How Predictive Are Statcast Metrics?

 Intro

Baseball is a hard sport to predict because of all the random variation in it, and that alone probably accounts for like half of sabermetrics. I was curious about how predictive Statcast metrics are and it got me inspired. For this assignment, I looked at the 2017-2021 player-seasons that had at least 200 plate appearances. A lot has been written about how long it takes for Statcast metrics to stabilize, and it turns out they take much, much shorter than other stats like batting average. I’ve read that Statcast metrics stabilize within 70 batted balls (some by 40 even), which a player will easily achieve by the time he’s reached 200 plate appearances. This gives me a sample size of 1548 player-seasons. Statcast’s main metrics are the batted ball ones, such as average and max exit velocity, considering those are the ones that actually need Statcast in order to exist, but any player’s Baseball Savant dashboard will also show plate discipline metrics like out-of-strike-zone swing percentage (AKA chase rate) and swings-and-misses-on-swings percentage (AKA whiff rate).

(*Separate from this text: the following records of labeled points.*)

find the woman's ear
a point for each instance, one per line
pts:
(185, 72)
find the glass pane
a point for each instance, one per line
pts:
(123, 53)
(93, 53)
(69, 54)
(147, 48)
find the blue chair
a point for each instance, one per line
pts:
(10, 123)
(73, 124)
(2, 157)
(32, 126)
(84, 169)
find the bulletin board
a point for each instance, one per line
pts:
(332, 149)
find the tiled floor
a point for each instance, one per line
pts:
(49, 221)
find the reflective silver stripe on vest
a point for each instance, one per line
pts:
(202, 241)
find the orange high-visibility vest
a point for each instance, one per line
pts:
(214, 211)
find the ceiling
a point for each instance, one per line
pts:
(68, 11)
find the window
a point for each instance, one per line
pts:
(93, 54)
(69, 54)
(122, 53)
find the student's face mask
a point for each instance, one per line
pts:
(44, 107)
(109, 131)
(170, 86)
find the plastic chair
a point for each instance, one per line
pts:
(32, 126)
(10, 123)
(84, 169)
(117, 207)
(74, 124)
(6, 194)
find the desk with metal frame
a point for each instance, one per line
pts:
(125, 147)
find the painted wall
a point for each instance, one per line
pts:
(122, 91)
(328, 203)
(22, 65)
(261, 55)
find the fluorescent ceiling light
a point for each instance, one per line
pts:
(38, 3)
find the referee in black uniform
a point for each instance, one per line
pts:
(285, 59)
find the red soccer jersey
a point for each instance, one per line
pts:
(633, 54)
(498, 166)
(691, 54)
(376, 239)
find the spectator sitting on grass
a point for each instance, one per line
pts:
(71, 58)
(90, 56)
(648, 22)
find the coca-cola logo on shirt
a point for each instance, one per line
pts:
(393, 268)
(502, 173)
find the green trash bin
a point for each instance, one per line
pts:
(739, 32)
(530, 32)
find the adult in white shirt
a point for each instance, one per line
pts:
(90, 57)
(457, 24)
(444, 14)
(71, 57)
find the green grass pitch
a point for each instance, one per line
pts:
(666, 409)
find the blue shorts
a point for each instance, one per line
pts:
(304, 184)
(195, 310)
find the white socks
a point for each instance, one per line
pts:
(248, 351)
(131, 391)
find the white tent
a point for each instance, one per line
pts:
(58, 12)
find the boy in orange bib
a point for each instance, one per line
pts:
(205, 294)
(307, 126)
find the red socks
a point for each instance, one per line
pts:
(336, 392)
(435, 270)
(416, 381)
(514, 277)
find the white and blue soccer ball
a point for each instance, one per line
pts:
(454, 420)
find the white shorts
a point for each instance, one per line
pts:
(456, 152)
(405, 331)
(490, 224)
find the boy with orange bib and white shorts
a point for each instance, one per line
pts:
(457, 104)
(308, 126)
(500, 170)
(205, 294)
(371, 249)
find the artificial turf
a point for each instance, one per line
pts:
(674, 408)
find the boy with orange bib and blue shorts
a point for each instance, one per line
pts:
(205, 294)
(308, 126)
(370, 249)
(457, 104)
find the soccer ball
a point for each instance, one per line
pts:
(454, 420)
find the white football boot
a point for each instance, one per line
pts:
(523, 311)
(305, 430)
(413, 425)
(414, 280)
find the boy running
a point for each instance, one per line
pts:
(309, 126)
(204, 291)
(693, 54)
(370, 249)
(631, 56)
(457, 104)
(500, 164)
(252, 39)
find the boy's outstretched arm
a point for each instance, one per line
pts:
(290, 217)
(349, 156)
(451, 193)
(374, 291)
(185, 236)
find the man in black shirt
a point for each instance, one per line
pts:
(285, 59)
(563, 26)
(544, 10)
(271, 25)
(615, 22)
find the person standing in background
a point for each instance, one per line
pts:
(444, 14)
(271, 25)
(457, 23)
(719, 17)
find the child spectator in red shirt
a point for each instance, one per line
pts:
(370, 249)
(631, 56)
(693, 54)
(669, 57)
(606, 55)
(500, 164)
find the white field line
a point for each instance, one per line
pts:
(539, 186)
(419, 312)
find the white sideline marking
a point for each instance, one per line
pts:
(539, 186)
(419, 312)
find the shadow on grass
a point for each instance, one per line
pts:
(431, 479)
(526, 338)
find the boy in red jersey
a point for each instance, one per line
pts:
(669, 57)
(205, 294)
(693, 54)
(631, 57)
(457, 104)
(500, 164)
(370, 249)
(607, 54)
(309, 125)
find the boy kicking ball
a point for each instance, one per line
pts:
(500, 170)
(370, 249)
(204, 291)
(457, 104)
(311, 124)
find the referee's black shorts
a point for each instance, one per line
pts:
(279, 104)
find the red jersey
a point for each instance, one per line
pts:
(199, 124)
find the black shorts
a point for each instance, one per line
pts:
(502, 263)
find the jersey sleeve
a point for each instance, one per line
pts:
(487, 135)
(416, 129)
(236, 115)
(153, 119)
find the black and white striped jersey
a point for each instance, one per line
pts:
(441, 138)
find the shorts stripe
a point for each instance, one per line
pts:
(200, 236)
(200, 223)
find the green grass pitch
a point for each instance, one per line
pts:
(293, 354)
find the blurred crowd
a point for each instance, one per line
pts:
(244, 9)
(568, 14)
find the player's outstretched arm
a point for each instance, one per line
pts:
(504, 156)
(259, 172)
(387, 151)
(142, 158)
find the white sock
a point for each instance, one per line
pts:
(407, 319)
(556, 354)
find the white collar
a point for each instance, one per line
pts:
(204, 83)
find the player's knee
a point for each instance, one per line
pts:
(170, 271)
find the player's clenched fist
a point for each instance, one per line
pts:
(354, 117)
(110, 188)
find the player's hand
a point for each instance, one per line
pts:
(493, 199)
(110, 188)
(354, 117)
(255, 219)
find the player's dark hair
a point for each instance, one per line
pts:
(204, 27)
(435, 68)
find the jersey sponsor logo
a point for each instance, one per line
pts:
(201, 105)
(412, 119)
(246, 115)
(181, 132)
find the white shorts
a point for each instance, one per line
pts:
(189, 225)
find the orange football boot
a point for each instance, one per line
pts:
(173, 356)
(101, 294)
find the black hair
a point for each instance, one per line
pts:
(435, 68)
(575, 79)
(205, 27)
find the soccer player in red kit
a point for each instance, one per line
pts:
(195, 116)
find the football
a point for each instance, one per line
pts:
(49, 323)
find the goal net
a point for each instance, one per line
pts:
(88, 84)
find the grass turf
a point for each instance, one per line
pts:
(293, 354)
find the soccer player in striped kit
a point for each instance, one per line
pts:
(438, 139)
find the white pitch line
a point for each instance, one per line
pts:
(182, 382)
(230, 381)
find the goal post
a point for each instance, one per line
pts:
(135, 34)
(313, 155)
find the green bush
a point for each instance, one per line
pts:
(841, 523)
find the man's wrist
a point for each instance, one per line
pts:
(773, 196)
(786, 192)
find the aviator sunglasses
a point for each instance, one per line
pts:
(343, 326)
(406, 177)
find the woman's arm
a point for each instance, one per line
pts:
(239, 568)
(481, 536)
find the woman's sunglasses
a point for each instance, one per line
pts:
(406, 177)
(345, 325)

This is Aaron Judge's Statcast dashboard.

How Did Statcast Metrics Change in 2021?

Did Statcast metrics change in 2021? We do know one thing: the baseball was different this year. In recent years, there had been lots of talk about the baseballs being “juiced” for more distance and home runs (though Major League Baseball tried to pretend otherwise for a while).

The new baseball didn’t seem to have too much of an effect on home runs: in 2020, 3.5% of plate appearances resulted in home runs, while in 2021, that number only dropped to 3.3%. Even if the home run rate did not change, there still could have been an effect on Statcast metrics, and I want to make sure that I’m comparing apples to apples when comparing 2021 to years prior. The plan for the new baseball, according to the Athletic, was “reducing the weight of the ball by less than one-tenth of an ounce, and also a slight decrease in the bounciness of the ball.” One comparison I heard (unfortunately I can’t remember the source) was comparing the old baseball to a basketball and the new, lighter, and less-bouncy baseball to a balloon. Hitting a basketball would have a low exit velocity but travel a further distance, while hitting a balloon would have a higher exit velocity but a shorter distance. Did the distributions of the metrics reflect this?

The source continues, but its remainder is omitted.